Aku percaya seratus persen wakil rakyat itu orang cerdas. Iwan Fals bilang wakil rakyat itu kumpulan orang hebat, bukan kumpulan teman-teman dekat. 
Makanya kebijakannya atau rancangan undang-undangnya terlalu cerdas, sangat jauh melampaui zamannya. Mungkin studi bandingnya ke luar negeri. Kuliahnya juga di sana. Jadi pakai ukuran orang bule. Rakyat kere dipaksa menerapkan hukum ala bule.
Nggak heran kalau mahasiswanya pada demo. Mungkin kecerdasan para mahasiswa di bawah jauh wakil rakyatnya. Yo wis lah gak popo. Aku mendukung demo, tapi tidak mendukung anarkisme. Anarkis sepak ndase.
Yang nggak demo juga jangan baperan. Poster lucu-lucuan kok dikomentari serius. Mbok dirasakan auranya. Mana yang serius, mana yang enggak. Ketahuan kalau mabuk Pilpres. Mereka itu menyelam sambil buang air. Demo sekalian refreshing, bosen dari rutinitas perkuliahan.
Aku nggak masalah anak STM demo, asal nggak anarkis dan bukan demonstran bayaran. Tugas pelajar memang belajar, tapi demo itu sebenarnya proses belajar. Jangan diartikan sempit, belajar nggak hanya di kelas. Tapi ojok ngomong sopo-sopo yo. Wis gak usah dibahas.

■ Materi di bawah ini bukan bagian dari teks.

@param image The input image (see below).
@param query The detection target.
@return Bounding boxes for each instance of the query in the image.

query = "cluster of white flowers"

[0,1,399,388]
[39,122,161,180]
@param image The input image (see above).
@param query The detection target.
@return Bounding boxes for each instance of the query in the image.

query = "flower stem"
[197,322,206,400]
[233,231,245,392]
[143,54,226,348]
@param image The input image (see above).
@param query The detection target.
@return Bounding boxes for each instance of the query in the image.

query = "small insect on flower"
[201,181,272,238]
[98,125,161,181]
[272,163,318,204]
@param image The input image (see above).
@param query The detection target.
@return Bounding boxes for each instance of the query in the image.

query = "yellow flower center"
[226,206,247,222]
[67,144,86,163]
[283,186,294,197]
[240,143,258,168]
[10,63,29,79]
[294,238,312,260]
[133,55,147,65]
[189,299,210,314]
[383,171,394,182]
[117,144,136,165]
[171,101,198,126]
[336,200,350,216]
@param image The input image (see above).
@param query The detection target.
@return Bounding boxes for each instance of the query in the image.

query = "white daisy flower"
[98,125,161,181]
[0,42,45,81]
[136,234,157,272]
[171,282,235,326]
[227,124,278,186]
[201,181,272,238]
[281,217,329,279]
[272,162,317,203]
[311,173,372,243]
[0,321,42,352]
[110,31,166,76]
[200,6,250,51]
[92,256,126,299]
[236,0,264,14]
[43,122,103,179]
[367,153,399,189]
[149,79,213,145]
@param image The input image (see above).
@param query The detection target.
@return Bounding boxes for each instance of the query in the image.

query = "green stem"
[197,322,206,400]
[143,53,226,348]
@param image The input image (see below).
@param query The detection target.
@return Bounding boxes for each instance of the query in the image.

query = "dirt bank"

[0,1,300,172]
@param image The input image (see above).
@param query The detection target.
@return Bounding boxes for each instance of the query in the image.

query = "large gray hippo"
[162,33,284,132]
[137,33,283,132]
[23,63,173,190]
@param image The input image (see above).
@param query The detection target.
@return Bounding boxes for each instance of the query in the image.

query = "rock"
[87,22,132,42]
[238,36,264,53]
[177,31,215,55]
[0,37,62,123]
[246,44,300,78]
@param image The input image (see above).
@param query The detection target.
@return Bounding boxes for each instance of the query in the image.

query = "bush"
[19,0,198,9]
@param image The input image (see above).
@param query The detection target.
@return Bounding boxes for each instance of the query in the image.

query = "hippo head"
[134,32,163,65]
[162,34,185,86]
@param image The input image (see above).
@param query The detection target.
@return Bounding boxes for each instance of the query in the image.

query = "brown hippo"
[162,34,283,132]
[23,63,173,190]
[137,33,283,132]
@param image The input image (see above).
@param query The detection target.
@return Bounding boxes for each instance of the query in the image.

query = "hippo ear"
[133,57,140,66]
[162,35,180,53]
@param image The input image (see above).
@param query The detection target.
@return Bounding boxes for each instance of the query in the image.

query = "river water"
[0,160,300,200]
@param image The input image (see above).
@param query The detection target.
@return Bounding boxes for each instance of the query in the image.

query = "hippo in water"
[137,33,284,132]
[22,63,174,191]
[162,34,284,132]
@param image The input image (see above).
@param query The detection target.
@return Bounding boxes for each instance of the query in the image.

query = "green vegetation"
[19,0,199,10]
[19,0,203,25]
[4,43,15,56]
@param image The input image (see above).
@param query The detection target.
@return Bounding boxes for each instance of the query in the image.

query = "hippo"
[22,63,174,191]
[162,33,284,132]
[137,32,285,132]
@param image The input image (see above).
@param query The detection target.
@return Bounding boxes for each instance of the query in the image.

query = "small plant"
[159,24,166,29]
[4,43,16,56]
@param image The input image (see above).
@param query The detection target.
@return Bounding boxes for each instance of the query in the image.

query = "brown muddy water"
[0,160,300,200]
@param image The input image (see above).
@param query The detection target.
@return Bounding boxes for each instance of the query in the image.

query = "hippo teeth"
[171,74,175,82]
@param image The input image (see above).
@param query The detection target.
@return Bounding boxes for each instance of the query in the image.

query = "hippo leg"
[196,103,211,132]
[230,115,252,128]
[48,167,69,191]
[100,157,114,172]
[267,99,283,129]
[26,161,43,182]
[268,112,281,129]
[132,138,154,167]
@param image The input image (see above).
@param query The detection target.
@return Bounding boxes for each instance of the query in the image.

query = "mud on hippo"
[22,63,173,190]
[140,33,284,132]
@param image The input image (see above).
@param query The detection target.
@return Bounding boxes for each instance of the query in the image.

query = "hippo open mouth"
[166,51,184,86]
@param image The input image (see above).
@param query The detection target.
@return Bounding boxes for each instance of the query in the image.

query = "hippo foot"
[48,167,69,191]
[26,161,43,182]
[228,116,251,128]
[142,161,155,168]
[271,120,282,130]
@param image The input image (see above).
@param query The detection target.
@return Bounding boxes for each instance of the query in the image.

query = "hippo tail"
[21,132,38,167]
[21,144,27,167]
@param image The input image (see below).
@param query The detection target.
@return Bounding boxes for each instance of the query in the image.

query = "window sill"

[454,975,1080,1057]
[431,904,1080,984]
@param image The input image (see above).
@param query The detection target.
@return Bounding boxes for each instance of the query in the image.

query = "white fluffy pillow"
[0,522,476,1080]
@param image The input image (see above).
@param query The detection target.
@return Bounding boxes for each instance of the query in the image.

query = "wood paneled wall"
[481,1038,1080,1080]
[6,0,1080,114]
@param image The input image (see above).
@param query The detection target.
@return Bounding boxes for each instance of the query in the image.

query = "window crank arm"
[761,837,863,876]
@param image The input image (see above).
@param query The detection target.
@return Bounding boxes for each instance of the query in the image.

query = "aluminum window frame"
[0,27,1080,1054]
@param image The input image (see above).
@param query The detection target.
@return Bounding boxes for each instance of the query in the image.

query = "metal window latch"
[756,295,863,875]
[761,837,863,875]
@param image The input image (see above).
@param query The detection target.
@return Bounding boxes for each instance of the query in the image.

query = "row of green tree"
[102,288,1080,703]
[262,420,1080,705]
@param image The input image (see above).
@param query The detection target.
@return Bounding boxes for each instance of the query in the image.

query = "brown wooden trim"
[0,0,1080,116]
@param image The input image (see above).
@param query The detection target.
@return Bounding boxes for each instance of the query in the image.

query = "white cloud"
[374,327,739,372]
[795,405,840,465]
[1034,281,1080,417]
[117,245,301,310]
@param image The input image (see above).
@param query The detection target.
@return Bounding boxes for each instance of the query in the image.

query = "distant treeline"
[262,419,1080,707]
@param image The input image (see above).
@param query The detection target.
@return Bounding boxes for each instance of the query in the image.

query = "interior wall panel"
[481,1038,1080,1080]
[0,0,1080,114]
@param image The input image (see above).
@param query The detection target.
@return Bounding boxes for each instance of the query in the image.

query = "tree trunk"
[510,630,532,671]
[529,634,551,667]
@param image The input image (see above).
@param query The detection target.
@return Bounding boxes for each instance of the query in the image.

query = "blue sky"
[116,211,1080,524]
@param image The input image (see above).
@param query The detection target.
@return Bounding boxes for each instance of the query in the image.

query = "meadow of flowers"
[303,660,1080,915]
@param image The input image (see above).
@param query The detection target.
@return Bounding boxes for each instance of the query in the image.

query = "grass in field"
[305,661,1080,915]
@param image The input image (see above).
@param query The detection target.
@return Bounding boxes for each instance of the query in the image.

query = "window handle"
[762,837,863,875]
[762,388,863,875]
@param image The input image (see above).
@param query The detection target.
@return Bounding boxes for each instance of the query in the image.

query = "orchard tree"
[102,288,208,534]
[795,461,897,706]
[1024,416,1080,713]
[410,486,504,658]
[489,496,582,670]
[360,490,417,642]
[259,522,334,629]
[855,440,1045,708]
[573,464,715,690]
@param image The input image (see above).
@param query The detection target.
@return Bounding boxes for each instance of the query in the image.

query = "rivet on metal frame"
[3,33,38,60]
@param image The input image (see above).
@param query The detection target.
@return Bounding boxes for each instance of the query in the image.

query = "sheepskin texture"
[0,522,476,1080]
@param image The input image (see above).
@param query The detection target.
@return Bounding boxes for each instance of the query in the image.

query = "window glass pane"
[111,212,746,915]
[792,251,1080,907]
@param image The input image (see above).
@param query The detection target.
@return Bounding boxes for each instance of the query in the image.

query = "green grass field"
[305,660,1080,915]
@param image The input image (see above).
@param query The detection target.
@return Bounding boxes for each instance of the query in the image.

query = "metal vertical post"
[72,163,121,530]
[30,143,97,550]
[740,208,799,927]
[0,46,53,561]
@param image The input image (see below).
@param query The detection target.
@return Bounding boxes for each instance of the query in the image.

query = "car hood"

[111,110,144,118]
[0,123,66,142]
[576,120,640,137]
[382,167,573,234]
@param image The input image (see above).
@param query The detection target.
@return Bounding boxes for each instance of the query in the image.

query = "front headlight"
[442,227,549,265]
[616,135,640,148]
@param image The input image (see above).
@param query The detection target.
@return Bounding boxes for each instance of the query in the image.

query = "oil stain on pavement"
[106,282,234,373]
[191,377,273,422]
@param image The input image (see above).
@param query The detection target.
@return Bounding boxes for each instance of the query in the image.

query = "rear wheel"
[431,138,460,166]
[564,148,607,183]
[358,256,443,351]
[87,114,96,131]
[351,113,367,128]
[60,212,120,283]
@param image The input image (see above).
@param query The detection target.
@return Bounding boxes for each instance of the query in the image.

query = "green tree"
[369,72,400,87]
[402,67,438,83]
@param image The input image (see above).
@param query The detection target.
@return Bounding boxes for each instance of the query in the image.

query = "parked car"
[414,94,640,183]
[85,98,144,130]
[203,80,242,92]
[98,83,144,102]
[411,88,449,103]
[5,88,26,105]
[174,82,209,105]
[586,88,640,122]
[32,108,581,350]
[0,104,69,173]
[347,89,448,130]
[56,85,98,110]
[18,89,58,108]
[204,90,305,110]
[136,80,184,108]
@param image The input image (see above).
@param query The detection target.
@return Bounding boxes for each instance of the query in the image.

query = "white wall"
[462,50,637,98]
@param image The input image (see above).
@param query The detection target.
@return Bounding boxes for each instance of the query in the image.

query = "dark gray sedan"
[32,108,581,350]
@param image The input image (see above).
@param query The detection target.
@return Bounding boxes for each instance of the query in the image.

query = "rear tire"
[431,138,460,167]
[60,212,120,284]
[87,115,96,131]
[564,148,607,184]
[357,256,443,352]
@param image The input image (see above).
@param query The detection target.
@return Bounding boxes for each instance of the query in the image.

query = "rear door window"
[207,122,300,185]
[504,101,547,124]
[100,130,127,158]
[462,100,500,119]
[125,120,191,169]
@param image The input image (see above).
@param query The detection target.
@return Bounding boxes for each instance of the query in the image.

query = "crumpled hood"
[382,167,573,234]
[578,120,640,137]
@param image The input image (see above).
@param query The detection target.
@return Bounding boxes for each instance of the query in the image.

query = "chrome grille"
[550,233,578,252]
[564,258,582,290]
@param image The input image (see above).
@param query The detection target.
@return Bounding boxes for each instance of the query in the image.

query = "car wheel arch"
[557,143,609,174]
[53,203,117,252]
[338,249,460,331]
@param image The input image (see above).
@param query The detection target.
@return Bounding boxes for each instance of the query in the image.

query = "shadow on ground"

Aku juga suka mahasiswa menolak diajak presiden berdialog di istana. Mereka hanya mau berdialog di depan publik, tempat terbuka. 
Kalau berdialog di istana (tempat tertutup) sambil makan-makan, bahaya! Karena satu keajaiban Jokowi adalah punya semacam pengasihan yang membuat orang jadi lulut dan manut. Tanyakan pada paranormal.
Para mahasiswa ini instingnya lumayan juga, punya semacam sidik paningal. Karena buanyak orang yang setelah diajak makan-makan di istana setelah itu jadi cinta mati Jokowi.
Dulu saat masih di Solo, para pedagang klitikan (barang rombeng) bisa dengan mudah mau pindah ke tempat yang sangat jauh dan relatif sepi pembeli. Tanpa perlawanan, padahal aku tahu sendiri para pedagangnya sangar dan susah diatur. Itu setelah diajak makan-makan. Kok iso yo? 
...Kapan-kapan dibahas.
Ah, embuh rek..ojok percoyo tulisan iki. Jokowi orang jujur.